I wrote this chapter, intending to bake a nice loaf of bread for my plot, and it turned out to be a very sweet cake. Oops, cavity warnings ahead. It's a very sweet chapter.
In the last chapter, Ahsoka found records of Palpatine's plotting to get rid of her. She learned that the Sith stuffed negative feelings in the Temple to make the Council distrust her, and likely told Barris who to frame. In this chapter she is still reacting to this news.
Chapter 84 - Ghost
Ahsoka ran to her room and slammed the door. Tears streamed down her face faster than she could wipe them away. She fell to the floor, crying open, fat, and ugly tears. It was a shame, she knew, to get so emotional. She had been trained since she was a youngling to release her emotions to the Force and not to dwell on them. But now, with the words of Sidious plotting her pain like deeds he was proud of, it was hard. Harder than it had been in a long time.
As the Midi-chlorians in Ahsoka's blood were feeling her pain, they remembered another time when the same girl was crying. At the time, all the Midi-chlorians had to do was to send off an impulse, and another Force-Sensitive was able to sense the girl and her emotions. Though they did the same now, no one nearby was sensitive enough to feel their vibrations. In the past however…
"Little Soka, is that you?" The cumbersome adult had made the best attempt to crawl into Ahsoka's hiding space that he could.
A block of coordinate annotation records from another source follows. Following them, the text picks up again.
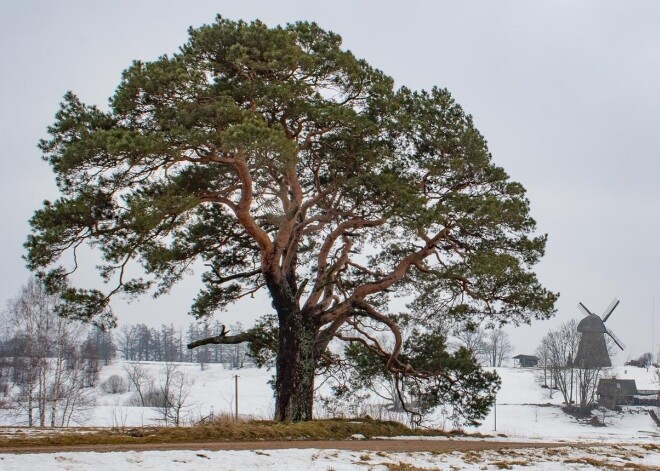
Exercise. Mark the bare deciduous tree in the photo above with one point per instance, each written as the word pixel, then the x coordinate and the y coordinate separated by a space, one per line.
pixel 138 378
pixel 497 347
pixel 557 351
pixel 49 376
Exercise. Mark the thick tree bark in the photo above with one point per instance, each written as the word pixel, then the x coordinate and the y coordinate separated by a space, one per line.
pixel 296 365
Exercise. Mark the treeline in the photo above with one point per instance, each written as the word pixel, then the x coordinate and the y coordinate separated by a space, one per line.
pixel 140 342
pixel 49 366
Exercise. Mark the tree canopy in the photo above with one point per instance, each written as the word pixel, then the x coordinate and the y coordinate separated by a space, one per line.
pixel 281 162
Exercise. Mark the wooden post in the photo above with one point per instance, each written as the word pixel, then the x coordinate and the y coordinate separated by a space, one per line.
pixel 495 412
pixel 236 397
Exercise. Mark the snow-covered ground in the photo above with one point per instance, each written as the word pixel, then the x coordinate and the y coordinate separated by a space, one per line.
pixel 524 412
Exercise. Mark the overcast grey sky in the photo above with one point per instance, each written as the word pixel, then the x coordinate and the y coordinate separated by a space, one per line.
pixel 566 93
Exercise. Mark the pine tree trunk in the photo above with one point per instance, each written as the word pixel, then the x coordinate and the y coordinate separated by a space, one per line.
pixel 296 365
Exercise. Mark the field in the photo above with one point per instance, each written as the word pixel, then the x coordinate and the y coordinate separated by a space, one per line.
pixel 525 414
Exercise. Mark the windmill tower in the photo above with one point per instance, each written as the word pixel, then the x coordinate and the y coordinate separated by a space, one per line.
pixel 592 349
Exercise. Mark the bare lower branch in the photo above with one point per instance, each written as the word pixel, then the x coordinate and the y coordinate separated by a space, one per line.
pixel 223 339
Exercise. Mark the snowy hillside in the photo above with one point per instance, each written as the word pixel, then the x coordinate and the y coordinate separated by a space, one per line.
pixel 524 409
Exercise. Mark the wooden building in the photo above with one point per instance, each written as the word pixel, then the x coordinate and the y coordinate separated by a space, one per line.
pixel 614 392
pixel 525 361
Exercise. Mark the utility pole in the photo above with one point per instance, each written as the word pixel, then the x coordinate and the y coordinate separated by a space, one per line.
pixel 495 412
pixel 236 397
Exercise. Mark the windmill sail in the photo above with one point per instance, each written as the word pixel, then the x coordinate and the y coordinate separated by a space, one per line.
pixel 584 309
pixel 610 309
pixel 616 339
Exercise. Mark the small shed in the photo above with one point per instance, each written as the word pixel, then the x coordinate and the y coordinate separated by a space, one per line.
pixel 614 392
pixel 525 361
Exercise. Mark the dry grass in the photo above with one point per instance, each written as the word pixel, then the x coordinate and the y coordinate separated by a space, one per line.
pixel 601 464
pixel 403 467
pixel 221 430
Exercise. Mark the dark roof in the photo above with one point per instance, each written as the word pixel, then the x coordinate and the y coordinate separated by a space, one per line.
pixel 526 357
pixel 591 323
pixel 617 387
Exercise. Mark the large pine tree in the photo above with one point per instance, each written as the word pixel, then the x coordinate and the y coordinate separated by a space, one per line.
pixel 286 164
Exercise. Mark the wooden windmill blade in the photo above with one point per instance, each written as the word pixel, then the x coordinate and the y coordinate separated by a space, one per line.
pixel 616 339
pixel 610 309
pixel 584 309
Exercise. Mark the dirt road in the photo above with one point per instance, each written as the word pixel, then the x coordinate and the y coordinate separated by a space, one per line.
pixel 392 446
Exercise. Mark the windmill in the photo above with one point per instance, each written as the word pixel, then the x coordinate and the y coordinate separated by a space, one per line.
pixel 592 349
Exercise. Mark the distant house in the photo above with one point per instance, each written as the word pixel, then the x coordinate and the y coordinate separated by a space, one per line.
pixel 616 392
pixel 525 361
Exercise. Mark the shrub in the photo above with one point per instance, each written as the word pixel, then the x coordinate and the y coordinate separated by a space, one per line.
pixel 115 384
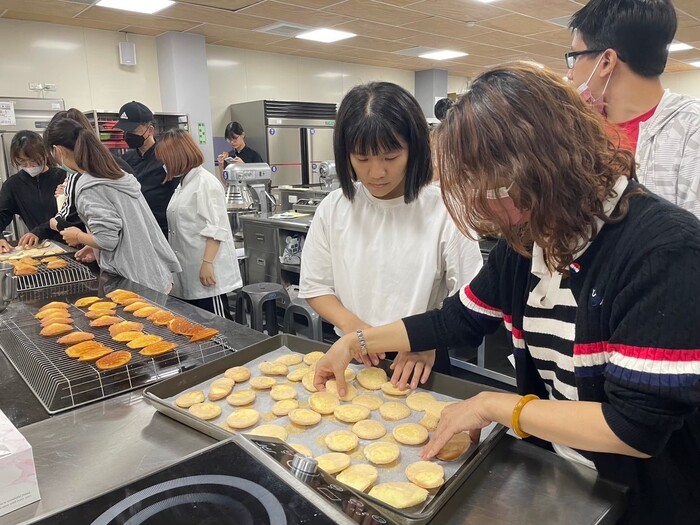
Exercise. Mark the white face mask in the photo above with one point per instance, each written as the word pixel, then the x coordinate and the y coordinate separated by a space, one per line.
pixel 587 95
pixel 34 171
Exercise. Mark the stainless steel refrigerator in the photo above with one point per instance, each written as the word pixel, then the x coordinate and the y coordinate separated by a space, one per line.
pixel 17 114
pixel 292 137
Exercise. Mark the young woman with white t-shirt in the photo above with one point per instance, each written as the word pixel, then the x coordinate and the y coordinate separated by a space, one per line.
pixel 385 232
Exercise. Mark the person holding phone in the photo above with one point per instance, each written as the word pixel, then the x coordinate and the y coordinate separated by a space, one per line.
pixel 240 152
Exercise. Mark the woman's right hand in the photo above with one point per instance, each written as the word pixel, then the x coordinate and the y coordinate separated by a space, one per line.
pixel 420 364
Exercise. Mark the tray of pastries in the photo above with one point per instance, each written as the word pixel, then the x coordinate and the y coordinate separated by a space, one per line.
pixel 369 439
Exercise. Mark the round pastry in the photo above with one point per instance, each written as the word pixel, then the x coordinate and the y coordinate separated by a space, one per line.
pixel 263 383
pixel 369 401
pixel 429 421
pixel 284 407
pixel 188 399
pixel 455 447
pixel 205 411
pixel 298 373
pixel 280 392
pixel 241 398
pixel 243 418
pixel 360 477
pixel 341 441
pixel 220 388
pixel 382 452
pixel 302 449
pixel 290 359
pixel 238 373
pixel 371 378
pixel 269 431
pixel 323 402
pixel 304 417
pixel 351 413
pixel 272 368
pixel 369 429
pixel 313 357
pixel 333 462
pixel 426 474
pixel 419 401
pixel 435 407
pixel 308 380
pixel 350 391
pixel 410 434
pixel 390 389
pixel 393 411
pixel 400 495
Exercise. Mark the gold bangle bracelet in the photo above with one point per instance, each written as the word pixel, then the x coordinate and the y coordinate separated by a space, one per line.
pixel 515 420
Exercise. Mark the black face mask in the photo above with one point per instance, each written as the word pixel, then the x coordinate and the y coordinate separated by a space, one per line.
pixel 133 140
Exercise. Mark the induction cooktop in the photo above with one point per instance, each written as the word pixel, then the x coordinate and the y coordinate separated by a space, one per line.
pixel 222 484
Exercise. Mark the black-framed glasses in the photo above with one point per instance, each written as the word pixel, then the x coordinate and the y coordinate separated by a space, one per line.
pixel 571 56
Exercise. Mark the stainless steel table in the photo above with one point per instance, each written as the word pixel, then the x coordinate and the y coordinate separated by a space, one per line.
pixel 92 449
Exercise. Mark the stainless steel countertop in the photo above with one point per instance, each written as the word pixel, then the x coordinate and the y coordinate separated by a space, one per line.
pixel 94 449
pixel 301 224
pixel 85 452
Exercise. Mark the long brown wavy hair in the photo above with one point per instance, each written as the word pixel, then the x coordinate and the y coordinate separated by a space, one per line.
pixel 524 126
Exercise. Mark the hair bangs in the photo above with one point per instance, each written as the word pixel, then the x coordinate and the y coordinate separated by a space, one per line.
pixel 372 136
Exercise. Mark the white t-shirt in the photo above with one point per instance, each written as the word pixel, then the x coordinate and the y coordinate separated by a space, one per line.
pixel 385 259
pixel 197 212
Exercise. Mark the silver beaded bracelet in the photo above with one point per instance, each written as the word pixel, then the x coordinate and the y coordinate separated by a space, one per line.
pixel 361 339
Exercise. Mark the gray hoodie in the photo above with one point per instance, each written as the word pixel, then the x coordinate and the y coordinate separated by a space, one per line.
pixel 668 151
pixel 131 242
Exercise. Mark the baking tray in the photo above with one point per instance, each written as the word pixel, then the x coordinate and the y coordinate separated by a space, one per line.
pixel 61 383
pixel 163 393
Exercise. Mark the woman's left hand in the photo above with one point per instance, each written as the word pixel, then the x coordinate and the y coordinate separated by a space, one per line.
pixel 333 365
pixel 465 416
pixel 70 235
pixel 420 364
pixel 206 274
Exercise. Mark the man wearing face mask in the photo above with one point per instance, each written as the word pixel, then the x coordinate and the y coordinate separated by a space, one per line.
pixel 619 51
pixel 136 120
pixel 30 192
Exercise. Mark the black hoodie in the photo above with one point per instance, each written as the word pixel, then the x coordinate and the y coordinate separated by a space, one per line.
pixel 32 198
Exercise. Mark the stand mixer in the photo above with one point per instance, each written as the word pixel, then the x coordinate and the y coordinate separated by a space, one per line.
pixel 328 175
pixel 247 191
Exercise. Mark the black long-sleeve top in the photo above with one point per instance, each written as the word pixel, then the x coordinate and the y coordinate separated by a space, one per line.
pixel 32 198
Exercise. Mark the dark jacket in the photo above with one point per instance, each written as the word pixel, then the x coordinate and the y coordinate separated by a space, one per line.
pixel 32 198
pixel 634 350
pixel 150 174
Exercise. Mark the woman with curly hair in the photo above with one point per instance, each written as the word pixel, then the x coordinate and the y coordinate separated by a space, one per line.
pixel 596 278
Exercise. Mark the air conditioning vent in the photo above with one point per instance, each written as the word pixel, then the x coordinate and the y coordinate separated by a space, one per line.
pixel 284 29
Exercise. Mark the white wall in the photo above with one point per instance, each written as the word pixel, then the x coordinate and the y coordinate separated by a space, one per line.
pixel 686 83
pixel 241 75
pixel 457 84
pixel 83 63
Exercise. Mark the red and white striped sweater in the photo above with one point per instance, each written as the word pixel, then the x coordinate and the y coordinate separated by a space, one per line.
pixel 630 340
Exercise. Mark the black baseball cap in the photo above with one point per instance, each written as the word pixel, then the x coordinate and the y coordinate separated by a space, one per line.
pixel 132 115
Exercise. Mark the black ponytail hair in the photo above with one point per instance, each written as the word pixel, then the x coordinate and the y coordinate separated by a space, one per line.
pixel 90 154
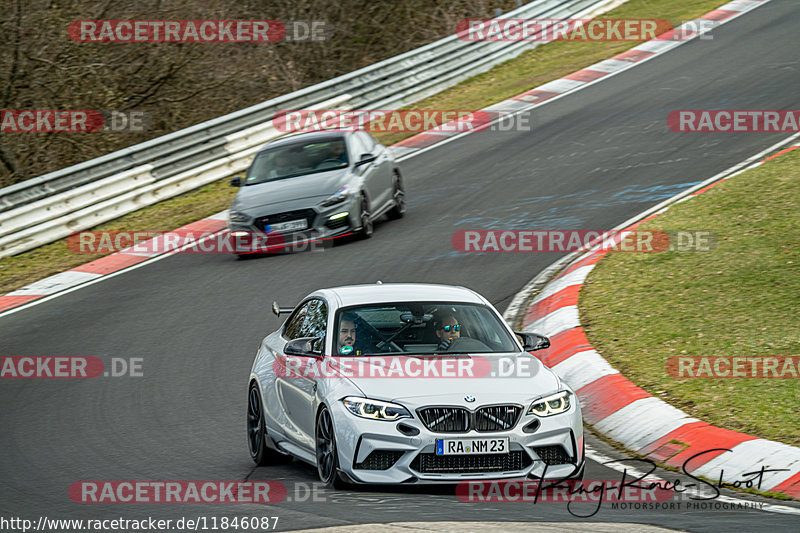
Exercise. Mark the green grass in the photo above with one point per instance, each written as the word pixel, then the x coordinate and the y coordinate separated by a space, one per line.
pixel 741 299
pixel 535 67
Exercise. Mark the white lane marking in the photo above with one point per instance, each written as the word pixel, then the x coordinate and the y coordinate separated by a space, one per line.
pixel 55 283
pixel 611 463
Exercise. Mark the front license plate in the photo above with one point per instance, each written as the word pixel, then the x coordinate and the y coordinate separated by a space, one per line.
pixel 292 225
pixel 471 446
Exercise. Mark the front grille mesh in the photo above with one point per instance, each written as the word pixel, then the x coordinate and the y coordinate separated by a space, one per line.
pixel 430 463
pixel 307 214
pixel 460 420
pixel 497 418
pixel 553 455
pixel 379 460
pixel 445 419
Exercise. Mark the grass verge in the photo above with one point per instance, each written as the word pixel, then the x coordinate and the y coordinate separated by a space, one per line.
pixel 740 300
pixel 532 68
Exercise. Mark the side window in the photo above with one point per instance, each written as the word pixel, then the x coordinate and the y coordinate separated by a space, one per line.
pixel 357 146
pixel 316 323
pixel 294 327
pixel 368 141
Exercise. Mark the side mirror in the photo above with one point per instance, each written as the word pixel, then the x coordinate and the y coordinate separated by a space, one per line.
pixel 533 341
pixel 278 310
pixel 366 158
pixel 303 346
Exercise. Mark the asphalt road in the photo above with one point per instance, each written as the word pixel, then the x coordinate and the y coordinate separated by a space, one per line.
pixel 593 159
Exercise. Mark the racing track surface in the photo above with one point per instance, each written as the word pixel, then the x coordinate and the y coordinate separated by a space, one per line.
pixel 594 159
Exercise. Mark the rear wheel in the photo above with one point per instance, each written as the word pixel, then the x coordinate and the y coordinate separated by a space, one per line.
pixel 399 197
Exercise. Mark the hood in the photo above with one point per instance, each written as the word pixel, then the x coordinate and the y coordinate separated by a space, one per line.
pixel 321 184
pixel 518 378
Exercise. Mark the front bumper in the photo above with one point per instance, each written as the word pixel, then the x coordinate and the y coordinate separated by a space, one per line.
pixel 405 458
pixel 255 235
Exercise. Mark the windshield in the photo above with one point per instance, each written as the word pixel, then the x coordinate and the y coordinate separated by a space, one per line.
pixel 420 328
pixel 297 159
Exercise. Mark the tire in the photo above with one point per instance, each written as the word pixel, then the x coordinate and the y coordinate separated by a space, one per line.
pixel 326 451
pixel 367 227
pixel 399 196
pixel 260 453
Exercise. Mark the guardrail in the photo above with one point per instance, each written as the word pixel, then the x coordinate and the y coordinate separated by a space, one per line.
pixel 50 207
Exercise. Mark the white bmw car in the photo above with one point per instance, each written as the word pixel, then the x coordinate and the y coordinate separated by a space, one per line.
pixel 410 383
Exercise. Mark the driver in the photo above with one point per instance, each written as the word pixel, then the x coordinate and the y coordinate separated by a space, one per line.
pixel 283 165
pixel 447 329
pixel 347 335
pixel 337 153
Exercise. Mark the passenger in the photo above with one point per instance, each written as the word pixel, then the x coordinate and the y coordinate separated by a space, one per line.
pixel 282 166
pixel 347 335
pixel 447 330
pixel 337 155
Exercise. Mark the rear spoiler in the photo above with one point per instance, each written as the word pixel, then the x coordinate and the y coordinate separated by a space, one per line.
pixel 278 310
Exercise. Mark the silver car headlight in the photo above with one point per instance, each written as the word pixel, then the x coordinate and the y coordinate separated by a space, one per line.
pixel 337 197
pixel 375 409
pixel 555 404
pixel 236 216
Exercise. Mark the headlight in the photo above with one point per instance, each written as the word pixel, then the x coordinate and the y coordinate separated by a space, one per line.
pixel 236 216
pixel 375 409
pixel 554 404
pixel 337 197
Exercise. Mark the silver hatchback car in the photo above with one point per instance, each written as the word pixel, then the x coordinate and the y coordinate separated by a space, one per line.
pixel 317 186
pixel 410 383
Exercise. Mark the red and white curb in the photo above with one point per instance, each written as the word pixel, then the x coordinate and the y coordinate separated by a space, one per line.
pixel 626 413
pixel 122 261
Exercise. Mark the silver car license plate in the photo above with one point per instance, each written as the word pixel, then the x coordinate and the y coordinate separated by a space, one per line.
pixel 471 446
pixel 292 225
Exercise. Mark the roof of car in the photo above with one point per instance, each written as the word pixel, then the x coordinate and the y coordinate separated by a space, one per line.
pixel 401 292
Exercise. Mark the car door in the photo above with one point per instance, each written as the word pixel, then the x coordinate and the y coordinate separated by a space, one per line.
pixel 383 170
pixel 365 171
pixel 296 390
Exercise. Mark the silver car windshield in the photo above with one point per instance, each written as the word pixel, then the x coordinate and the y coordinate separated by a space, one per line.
pixel 420 328
pixel 297 159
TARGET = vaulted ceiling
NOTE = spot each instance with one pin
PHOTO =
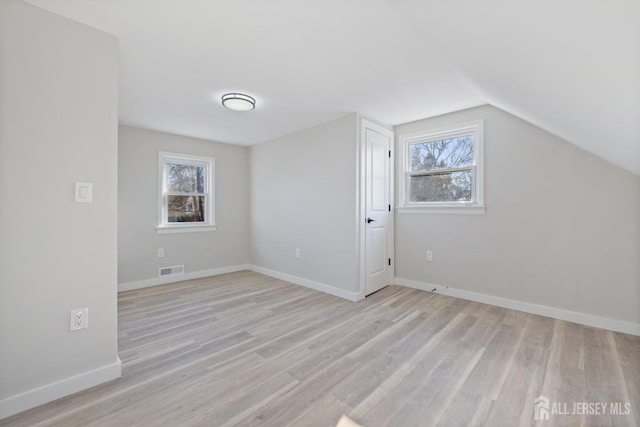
(571, 67)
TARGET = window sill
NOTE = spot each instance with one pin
(186, 229)
(431, 210)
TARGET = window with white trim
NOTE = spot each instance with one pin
(186, 200)
(443, 168)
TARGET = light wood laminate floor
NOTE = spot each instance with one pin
(246, 349)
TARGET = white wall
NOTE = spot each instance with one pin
(202, 252)
(303, 195)
(561, 229)
(58, 125)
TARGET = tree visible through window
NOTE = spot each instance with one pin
(441, 170)
(186, 198)
(444, 167)
(186, 193)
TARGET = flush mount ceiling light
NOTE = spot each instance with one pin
(238, 102)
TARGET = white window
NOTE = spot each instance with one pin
(443, 170)
(186, 199)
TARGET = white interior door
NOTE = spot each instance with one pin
(377, 213)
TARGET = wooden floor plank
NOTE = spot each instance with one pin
(246, 349)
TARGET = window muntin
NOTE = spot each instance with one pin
(186, 198)
(444, 168)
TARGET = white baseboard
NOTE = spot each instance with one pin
(129, 286)
(322, 287)
(527, 307)
(50, 392)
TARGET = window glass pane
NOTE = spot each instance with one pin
(444, 187)
(446, 153)
(186, 178)
(186, 208)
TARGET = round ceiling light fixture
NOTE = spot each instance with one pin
(238, 102)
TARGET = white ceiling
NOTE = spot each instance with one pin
(570, 66)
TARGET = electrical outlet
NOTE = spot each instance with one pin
(79, 319)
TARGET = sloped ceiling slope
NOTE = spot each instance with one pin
(571, 67)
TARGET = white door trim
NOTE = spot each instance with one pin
(361, 201)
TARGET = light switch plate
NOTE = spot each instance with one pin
(84, 192)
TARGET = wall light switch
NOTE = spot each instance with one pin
(84, 192)
(79, 319)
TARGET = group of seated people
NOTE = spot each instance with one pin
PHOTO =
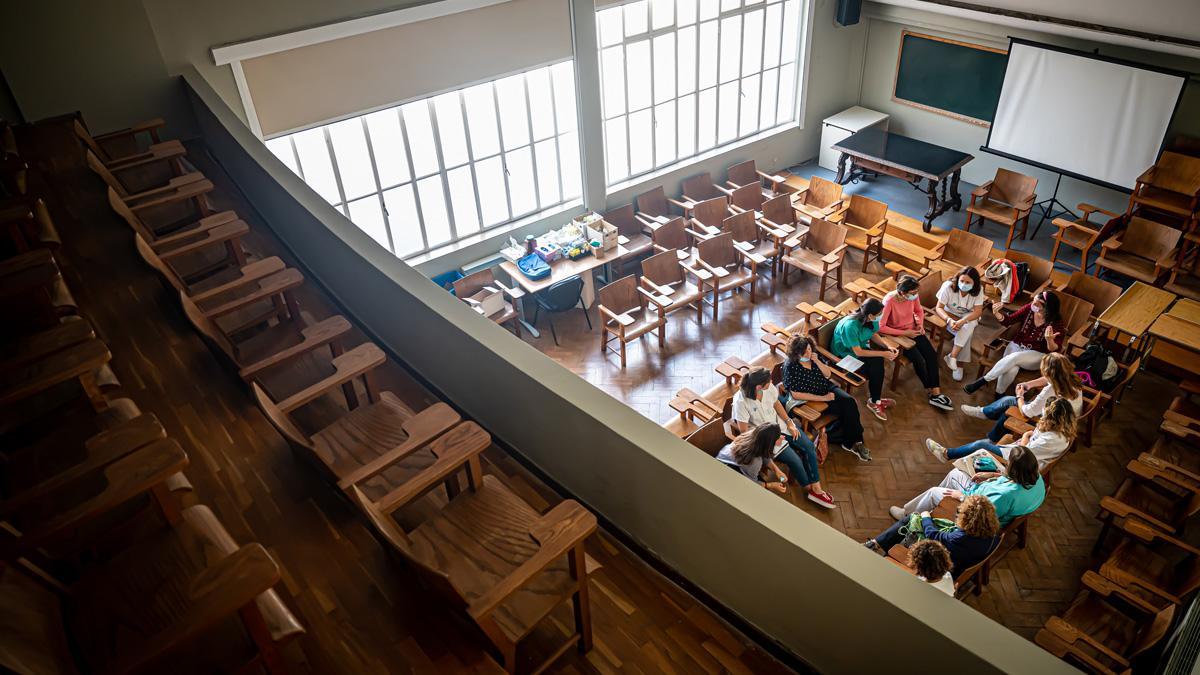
(999, 483)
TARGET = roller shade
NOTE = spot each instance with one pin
(317, 83)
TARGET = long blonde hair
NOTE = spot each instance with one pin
(1060, 372)
(1059, 417)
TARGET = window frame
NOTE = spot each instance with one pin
(559, 137)
(798, 63)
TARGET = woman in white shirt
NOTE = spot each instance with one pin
(1057, 378)
(1048, 441)
(960, 304)
(757, 401)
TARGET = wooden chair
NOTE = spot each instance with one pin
(867, 222)
(492, 559)
(628, 225)
(618, 303)
(467, 287)
(1170, 186)
(1145, 250)
(959, 250)
(154, 607)
(665, 275)
(1007, 199)
(1105, 629)
(821, 252)
(729, 266)
(1083, 234)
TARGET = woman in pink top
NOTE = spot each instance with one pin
(904, 316)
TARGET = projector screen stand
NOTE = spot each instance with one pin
(1048, 208)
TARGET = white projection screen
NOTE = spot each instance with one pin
(1083, 115)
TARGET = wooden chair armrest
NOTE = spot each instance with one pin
(214, 595)
(564, 527)
(250, 274)
(273, 285)
(312, 336)
(459, 446)
(347, 366)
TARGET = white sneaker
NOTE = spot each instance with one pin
(973, 411)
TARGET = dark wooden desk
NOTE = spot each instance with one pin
(876, 151)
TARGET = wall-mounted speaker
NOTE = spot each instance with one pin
(849, 11)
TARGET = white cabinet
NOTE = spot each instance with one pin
(839, 126)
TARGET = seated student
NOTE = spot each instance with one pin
(1057, 378)
(805, 378)
(904, 316)
(960, 304)
(753, 452)
(1041, 332)
(1019, 491)
(931, 562)
(1048, 441)
(852, 338)
(975, 535)
(757, 401)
"Mmm-hmm," she uttered, then pulled her arms around her to hide her head.
"Do you need help releasing your emotions?" He asked.
She shook her head. "No, I r'member your lessons." As she said this, new tears appeared in the corners of her eyes.
"Red Turu-grass and blue trees make the Thimiar feel at home..." Plo started to recite a story he'd heard Togruttan mothers tell their younglings.
"Why are you here?" Ahsoka interrupted him.
"I-I want to help," Plo answered honestly.
"But what do you want from me?"
Plo looked down at her seriously. He realized where these questions were coming from. "I don't want anything from you." The scarred child didn't buy it. When he found her, after that con-artist tried to take her, he knew she'd need to deal with the trauma. "If you were me," he tried. "If you were passing along, and you saw one of your young friends was sad, would you not try to cheer her up?"
"Yeah, of course," she answered.
"And you wouldn't, because you wanted something from them. You'd just help them, because that's what a Jedi does." She nodded. "You'll make a very good Jedi, little 'Soka," he continued. "That's what I want. I want to help you, because you're my friend, and you're sad."
"Oh," she hummed.
"Now, does your Creche Master know where you are?" He asked.
"Nuh-uh," she denied.
"Then do you want to go find…"
"No!" Ahsoka refused with as much gusto as a three year old can muster.
"Hmm," the man hummed. "Perhaps you should tell me what happened, then."
Ahsoka looked down, embarrassed. "I didn't know you weren't supposed to climb the trees. When Barris threw her disc up there, I go to climb 'n get it. Then the 'unteers yell at me, and I get in trouble. They hate me now."
"Little 'Soka, a good Jedi doesn't hate. I'm sure the volunteers just didn't know how new you are. Once we explain it to them… Can you be brave enough to come out with me, and we'll go find your Creche Master, together?"
Ahsoka thought about it for a second, then she nodded and tried to squeeze past the Jedi.
"Hold on, let me go first." He said as he pulled himself out of the girl's hiding place.
As the Midi-chlorians remembered this, they settled on a plan to help the older Ahsoka.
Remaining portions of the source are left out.